The performance of the model I reproduced does not meet the standards outlined in the paper.

LIN-SHANG / InstructERC

The offical realization of InstructERC

111 stars 7 forks source link

The performance of the model I reproduced does not meet the standards outlined in the paper. #14

Open stddddd opened 1 month ago

stddddd commented 1 month ago

I reproduced the Main Result Reproduction on LoRA + InstructERC based on Llama2, and the performance I got did not meet the paper. The table below is the comparision:

W-F1	IEMOCAP	MELD	EmoryNLP
reproduce	65.47	66.96	39.16
paper	71.39	69.15	41.37

Compared to the original code, I only made the following modifications:

data_percent: 1/64 -> 1
set LLaMA2 MODELPATH to my model path, the Llama2 version I use is Llama-2-7b-chat-hf
While reproducing the code, I met an issue: RuntimeError: probability tensor contains either inf, nan or element < 0.

To solve the problem, I added a code to the Llama2 model file:

probs = nn.functional.softmax(next_token_scores, dim=-1)

nans = torch.isnan(probs)
if nans.any(): 
   idx = torch.argwhere(torch.sum(nans, 1))
   z = torch.zeros_like(probs[idx][0])
   z[0][2] = 1.
   probs[idx] = z

next_tokens = torch.multinomial(probs, num_samples=1).squeeze(1)

What else should I modify to reach the performance mentioned in the paper?

LIN-SHANG commented 1 month ago

The large performance gap is indeed confusing，belowing is something that may help you:

LLaMA version: https://huggingface.co/meta-llama/Llama-2-7b-hf or https://huggingface.co/meta-llama/Llama-2-7b I haven't tried about any version of LLaMA Chat

Besides, I haven't met the RuetimeError you provides before, I can provide related GPU, Nivida Driver and CUDA version:

A100, 470, 11.7

stddddd commented 1 month ago

I reproduced again using your mentioned environment A100, Nvidia Driver 470, and CUDA version 11.7. Besides, I downloaded LLaMA version Llama-2-7b-hf from your produced link: https://huggingface.co/meta-llama/Llama-2-7b-hf.

However, the performance I got still did not meet the paper. The table below is the comparison:

W-F1	IEMOCAP	MELD	EmoryNLP
reproduce	67.53	67.46	39.20
paper	71.39	69.15	41.37

Do you have any idea about it?

The large performance gap is indeed confusing，belowing is something that may help you:

LLaMA version: https://huggingface.co/meta-llama/Llama-2-7b-hf or https://huggingface.co/meta-llama/Llama-2-7b I haven't tried about any version of LLaMA Chat

Besides, I haven't met the RuetimeError you provides before, I can provide related GPU, Nivida Driver and CUDA version:

A100, 470, 11.7

LIN-SHANG commented 1 month ago

It seems that this gap has been reduced a bit, you can try to adjust the historical window (from 5 to 12), this parameter has an impact on the best performance.

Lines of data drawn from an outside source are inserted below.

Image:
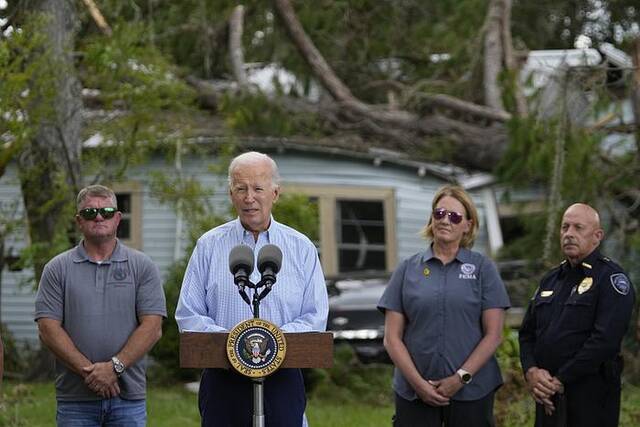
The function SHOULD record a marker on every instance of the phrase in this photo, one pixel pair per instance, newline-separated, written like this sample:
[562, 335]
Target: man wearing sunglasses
[99, 309]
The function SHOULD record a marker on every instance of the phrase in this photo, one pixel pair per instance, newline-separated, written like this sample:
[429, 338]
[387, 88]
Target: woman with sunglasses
[444, 313]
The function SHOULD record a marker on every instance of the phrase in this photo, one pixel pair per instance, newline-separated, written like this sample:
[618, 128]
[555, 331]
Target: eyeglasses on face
[454, 217]
[92, 213]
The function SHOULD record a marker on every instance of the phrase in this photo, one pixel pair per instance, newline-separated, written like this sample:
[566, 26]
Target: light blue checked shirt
[209, 300]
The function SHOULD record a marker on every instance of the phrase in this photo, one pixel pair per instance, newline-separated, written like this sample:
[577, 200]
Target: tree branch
[98, 17]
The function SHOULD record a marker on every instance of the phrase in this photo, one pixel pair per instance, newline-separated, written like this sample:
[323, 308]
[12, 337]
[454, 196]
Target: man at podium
[209, 300]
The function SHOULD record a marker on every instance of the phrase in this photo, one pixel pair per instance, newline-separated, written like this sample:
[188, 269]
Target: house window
[357, 227]
[361, 235]
[129, 197]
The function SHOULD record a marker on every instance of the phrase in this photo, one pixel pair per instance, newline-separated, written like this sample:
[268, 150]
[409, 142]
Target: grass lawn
[33, 405]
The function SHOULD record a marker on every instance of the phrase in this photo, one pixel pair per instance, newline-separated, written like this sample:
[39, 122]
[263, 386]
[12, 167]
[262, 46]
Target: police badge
[585, 285]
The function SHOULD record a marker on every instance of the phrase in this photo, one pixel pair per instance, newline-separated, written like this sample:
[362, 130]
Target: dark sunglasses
[92, 213]
[454, 217]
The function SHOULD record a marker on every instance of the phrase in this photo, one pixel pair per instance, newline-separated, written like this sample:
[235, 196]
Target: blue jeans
[113, 412]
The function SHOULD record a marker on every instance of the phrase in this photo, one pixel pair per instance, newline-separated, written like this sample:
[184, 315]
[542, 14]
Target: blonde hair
[463, 197]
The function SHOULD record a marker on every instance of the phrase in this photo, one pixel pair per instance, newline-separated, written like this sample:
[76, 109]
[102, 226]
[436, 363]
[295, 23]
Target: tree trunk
[493, 54]
[49, 165]
[635, 93]
[235, 45]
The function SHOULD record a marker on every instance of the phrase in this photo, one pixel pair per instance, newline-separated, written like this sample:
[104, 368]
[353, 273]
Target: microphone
[269, 262]
[241, 266]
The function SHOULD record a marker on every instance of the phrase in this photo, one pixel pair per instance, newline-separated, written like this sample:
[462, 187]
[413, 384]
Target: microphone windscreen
[269, 255]
[241, 257]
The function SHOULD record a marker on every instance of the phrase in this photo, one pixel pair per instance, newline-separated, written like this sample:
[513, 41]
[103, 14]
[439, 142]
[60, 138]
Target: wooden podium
[208, 350]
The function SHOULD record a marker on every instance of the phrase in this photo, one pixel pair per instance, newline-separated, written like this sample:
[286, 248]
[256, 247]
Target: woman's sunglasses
[92, 213]
[454, 217]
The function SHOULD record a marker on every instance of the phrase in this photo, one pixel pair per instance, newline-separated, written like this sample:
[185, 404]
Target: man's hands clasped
[439, 392]
[542, 386]
[102, 379]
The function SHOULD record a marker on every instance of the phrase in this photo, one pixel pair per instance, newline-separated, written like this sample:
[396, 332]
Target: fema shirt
[577, 318]
[443, 307]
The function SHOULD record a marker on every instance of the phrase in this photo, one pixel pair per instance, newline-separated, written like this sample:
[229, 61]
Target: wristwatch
[118, 366]
[465, 376]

stddddd commented 1 month ago

the historical window has already been set to 12 in the previous two reproductions

It seems that this gap has been reduced a bit, you can try to adjust the historical window (from 5 to 12), this parameter has an impact on the best performance.

stddddd commented 1 month ago

This is my hyper-parameter setting while reproducing the model, what should I modify to improve the performance?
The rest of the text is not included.